02 May “Queremos romper con la resignación y pelear por una sociedad justa”
Miles de personas se manifestaron este domingo en Castilla y León, festividad del Día del Trabajo, para reivindicar “un empleo con derechos y contra los recortes sociales”, en un Primero de Mayo marcado por los últimos datos de la Encuesta de Población Activa, EPA, que elevan a cerca de 205.000 el número de parados en la comunidad autónoma.
El Secretario General de UGT en Castilla y León, Agustín Prieto, destacó en la manifestación de Valladolid que hay tantas razones cómo número de desempleados se registran actualmente en la región para salir a la calle y rechazar la política neoliberal y de recortes sociales puesta en marcha por el Gobierno de la nación.
Prieto defendió la convocatoria de Huelga General del 29 de Septiembre, una protesta necesaria que, aseguró, ha logrado frenar la ofensiva iniciada por el Ejecutivo contra los derechos de los trabajadores y trabajadoras de este país. “La lucha continúa y el conflicto sigue abierto”, advirtió el líder ugetista quién criticó la gestión de la crisis, alertó ante un posible estallido social “que puede ser aún peor que la crisis económica que estamos sufriendo”, y exigió al Gobierno la retirada de una reforma laboral cuya incapacidad están avalando los datos del desempleo conocidos recientemente.
Para UGT, ” es necesario no resignarse y pelear por una sociedad más justa, para que nuestros hijos e hijas tengan mejores expectativas que las nuestras”.

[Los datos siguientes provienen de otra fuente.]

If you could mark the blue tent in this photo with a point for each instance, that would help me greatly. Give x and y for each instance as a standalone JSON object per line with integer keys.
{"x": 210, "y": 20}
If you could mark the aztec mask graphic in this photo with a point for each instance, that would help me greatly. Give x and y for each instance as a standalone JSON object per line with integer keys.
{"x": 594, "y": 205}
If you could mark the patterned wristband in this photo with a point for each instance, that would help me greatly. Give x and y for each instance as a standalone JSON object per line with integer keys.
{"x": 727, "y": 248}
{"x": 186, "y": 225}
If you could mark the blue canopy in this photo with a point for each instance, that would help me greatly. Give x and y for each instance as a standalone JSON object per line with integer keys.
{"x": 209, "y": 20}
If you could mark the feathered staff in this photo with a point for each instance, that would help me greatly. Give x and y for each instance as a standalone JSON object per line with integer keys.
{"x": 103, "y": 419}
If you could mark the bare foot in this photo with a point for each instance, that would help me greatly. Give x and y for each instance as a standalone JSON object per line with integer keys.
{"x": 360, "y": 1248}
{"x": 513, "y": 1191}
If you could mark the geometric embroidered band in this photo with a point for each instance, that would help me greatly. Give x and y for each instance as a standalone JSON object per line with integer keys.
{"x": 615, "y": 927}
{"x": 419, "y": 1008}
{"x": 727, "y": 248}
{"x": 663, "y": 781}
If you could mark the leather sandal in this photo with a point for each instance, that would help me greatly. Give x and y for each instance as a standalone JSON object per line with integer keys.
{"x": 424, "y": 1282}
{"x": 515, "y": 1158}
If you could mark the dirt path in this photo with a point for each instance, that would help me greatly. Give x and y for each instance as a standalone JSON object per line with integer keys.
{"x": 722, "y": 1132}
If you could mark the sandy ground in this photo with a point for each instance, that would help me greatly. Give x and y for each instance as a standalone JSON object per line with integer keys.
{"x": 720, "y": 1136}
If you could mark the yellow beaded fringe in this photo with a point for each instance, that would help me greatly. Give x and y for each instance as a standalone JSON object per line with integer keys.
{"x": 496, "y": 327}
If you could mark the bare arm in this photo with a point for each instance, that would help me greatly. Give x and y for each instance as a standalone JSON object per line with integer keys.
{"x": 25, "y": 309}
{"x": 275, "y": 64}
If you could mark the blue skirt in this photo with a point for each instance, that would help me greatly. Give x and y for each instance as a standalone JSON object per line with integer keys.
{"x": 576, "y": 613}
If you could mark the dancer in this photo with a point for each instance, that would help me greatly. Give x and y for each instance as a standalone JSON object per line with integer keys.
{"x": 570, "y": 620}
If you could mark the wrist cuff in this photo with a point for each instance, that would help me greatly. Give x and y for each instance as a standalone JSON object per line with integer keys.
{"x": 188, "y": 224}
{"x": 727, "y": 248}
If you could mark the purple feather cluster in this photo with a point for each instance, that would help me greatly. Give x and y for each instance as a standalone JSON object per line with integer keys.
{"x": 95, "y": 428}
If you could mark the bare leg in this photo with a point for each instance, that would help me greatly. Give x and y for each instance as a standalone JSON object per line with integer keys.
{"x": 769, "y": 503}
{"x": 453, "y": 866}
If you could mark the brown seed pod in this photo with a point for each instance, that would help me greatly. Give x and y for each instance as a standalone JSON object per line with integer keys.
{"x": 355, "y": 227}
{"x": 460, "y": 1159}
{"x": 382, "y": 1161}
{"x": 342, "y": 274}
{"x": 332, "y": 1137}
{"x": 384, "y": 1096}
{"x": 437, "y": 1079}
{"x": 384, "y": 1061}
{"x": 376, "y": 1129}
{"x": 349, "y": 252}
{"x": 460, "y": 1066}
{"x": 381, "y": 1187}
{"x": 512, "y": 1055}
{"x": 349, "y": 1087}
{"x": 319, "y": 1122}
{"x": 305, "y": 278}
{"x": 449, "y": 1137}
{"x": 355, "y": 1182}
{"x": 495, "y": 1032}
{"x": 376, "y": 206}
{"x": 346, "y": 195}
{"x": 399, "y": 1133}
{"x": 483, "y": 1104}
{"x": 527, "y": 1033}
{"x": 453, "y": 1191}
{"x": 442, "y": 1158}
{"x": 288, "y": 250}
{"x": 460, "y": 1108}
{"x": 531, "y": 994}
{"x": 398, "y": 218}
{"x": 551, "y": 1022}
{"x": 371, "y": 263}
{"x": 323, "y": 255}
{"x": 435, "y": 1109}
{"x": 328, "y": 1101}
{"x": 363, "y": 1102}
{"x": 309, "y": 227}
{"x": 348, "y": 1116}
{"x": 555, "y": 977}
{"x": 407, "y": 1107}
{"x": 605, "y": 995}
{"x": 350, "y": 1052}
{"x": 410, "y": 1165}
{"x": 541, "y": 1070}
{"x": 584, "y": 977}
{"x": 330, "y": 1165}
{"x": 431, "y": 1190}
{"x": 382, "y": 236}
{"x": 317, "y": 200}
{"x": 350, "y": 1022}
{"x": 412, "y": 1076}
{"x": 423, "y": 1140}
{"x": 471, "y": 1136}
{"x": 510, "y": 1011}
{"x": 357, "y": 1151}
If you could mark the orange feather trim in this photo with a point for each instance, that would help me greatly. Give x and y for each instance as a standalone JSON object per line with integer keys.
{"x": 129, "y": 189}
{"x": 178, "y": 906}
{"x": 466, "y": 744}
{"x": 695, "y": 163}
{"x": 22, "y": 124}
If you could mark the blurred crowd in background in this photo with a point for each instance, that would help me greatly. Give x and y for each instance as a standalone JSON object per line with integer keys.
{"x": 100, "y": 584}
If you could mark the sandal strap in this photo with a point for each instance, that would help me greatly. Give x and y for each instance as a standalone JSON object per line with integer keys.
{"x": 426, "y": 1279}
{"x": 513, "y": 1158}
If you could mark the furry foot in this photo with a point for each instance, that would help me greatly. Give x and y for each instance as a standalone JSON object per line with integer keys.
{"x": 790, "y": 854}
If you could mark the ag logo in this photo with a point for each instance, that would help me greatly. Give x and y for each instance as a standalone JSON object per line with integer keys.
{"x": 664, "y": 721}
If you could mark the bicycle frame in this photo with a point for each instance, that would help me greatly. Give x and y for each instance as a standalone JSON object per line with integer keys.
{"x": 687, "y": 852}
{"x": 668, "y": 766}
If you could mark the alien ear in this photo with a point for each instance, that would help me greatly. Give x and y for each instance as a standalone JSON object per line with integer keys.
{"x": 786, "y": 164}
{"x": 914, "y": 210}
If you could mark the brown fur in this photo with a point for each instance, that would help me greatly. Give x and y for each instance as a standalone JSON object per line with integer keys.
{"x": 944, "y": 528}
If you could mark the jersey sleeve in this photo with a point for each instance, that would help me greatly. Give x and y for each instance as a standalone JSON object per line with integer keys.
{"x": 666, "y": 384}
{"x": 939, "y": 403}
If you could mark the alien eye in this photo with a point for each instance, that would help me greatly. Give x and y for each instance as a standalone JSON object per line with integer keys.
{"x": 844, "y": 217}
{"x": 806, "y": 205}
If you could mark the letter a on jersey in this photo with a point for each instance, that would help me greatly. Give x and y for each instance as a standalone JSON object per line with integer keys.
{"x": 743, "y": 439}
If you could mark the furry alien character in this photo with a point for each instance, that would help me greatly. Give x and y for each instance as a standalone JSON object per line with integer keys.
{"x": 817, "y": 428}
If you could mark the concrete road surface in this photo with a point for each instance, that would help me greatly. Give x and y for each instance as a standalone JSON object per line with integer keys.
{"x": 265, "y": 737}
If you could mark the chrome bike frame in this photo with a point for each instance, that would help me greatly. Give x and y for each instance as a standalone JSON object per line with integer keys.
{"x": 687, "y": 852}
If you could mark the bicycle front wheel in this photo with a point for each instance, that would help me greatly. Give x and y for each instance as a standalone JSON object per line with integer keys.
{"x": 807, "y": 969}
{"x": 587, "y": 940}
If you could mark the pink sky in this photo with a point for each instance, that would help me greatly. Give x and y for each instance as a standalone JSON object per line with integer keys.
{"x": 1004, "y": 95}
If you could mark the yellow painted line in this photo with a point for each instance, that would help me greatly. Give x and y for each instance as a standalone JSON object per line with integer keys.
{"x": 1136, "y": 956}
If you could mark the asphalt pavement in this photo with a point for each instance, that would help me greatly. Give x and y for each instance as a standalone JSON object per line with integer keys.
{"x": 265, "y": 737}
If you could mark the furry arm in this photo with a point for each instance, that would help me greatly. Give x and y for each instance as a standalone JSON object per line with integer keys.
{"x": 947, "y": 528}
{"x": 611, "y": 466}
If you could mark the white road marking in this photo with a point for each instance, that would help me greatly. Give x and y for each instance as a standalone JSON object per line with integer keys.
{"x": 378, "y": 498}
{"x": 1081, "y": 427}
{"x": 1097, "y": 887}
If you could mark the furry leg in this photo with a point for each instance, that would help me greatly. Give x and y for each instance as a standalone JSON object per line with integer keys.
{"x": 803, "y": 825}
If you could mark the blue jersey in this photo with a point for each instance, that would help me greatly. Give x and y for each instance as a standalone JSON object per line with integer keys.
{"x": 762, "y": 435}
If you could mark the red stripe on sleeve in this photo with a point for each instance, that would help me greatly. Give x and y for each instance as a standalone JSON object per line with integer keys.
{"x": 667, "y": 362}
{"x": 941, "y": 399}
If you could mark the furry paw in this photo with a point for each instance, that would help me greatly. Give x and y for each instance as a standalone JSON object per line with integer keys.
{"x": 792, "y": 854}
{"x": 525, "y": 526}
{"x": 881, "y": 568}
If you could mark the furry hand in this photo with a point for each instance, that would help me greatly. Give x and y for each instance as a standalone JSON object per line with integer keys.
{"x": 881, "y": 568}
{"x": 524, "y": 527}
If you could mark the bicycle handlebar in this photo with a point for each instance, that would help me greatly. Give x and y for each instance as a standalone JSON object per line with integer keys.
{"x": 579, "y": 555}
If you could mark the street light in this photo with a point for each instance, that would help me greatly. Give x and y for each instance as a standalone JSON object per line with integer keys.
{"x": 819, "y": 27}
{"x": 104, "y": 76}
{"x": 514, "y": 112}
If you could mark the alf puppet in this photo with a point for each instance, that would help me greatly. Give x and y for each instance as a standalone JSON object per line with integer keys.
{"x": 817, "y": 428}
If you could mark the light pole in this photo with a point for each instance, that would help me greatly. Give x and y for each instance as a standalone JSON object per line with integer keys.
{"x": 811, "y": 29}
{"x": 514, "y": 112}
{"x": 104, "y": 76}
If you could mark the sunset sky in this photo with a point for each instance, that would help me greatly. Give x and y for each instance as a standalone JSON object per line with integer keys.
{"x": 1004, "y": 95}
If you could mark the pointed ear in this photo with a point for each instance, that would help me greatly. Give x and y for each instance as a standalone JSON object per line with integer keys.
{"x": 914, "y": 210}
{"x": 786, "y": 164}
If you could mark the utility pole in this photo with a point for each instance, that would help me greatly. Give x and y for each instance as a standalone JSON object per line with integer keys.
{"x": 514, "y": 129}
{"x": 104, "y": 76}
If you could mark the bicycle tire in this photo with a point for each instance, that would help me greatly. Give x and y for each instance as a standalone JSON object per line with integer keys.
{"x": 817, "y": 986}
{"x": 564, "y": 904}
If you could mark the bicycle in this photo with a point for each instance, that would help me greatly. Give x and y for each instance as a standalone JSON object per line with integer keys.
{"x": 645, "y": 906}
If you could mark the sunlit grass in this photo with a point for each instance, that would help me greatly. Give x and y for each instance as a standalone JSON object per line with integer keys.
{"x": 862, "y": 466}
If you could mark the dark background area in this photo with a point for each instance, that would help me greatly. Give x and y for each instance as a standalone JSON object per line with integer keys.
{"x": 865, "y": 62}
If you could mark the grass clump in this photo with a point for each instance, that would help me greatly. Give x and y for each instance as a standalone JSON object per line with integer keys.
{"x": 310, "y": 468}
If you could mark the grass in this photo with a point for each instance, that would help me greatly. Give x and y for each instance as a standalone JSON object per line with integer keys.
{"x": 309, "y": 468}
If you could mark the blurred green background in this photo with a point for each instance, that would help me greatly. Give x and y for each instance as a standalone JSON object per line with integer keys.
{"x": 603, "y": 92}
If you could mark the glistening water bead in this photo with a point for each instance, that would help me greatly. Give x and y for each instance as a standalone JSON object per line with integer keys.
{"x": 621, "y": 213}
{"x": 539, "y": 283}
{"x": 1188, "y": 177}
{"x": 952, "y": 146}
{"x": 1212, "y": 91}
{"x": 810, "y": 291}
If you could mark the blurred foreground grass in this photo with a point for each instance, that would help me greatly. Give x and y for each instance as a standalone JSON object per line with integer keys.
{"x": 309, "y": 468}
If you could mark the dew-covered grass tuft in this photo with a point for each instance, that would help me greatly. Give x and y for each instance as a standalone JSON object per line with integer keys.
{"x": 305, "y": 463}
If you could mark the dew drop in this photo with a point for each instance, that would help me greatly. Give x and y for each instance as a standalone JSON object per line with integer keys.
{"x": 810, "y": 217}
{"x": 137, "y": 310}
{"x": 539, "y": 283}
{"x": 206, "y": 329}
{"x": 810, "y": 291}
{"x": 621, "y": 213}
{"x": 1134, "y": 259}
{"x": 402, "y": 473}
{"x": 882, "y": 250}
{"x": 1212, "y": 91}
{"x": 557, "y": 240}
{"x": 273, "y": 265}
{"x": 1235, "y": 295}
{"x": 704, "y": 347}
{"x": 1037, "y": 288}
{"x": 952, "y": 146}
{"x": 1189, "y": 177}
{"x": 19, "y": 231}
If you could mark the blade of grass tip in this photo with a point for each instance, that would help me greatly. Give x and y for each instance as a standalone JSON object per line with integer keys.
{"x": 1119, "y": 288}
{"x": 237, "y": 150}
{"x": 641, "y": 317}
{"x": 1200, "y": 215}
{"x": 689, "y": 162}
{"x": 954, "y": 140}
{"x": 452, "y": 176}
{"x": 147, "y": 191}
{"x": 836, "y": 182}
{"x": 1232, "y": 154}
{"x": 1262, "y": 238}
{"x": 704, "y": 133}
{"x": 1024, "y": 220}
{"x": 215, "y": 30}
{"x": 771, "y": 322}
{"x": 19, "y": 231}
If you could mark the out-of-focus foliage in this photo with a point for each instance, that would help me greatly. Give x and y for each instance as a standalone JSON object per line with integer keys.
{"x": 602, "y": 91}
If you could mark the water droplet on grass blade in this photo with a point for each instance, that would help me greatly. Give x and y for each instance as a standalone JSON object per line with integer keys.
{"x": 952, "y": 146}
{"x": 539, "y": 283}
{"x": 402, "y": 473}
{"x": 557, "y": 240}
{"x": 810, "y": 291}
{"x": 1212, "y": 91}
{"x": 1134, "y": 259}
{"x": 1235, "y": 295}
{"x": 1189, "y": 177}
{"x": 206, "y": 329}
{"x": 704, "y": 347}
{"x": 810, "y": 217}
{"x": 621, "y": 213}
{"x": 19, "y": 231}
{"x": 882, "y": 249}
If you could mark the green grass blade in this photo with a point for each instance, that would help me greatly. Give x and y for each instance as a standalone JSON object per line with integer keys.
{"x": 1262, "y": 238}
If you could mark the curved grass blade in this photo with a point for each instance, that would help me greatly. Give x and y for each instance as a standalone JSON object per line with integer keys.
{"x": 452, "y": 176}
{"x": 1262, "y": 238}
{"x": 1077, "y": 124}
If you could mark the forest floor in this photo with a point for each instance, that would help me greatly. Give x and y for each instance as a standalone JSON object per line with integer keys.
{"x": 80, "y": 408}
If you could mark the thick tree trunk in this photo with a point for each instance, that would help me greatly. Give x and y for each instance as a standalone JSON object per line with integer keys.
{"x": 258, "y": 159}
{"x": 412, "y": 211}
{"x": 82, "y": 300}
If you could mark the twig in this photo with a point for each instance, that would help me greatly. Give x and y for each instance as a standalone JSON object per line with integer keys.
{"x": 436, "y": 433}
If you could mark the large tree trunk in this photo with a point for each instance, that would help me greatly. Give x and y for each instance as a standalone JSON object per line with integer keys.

Por otra parte, y ante los comicios del 22 de mayo, el Sindicato destacó que el partido que gane en las urnas en estas Elecciones deberá de tener al empleo como una prioridad absoluta, en esta legislatura. UGT tiene claro que no es lo mismo una propuesta que otra, y que, por tanto, habrá que valorar aquellas que legitimen lo público, defiendan los derechos sociales, aboguen por una reforma fiscal progresista en la que paguen los que más tienen y propugnen un cambio político basado en los valores de izquierdas.
Las manifestaciones del 1º de mayo congregaron en Castilla y León a unas 15.000 personas.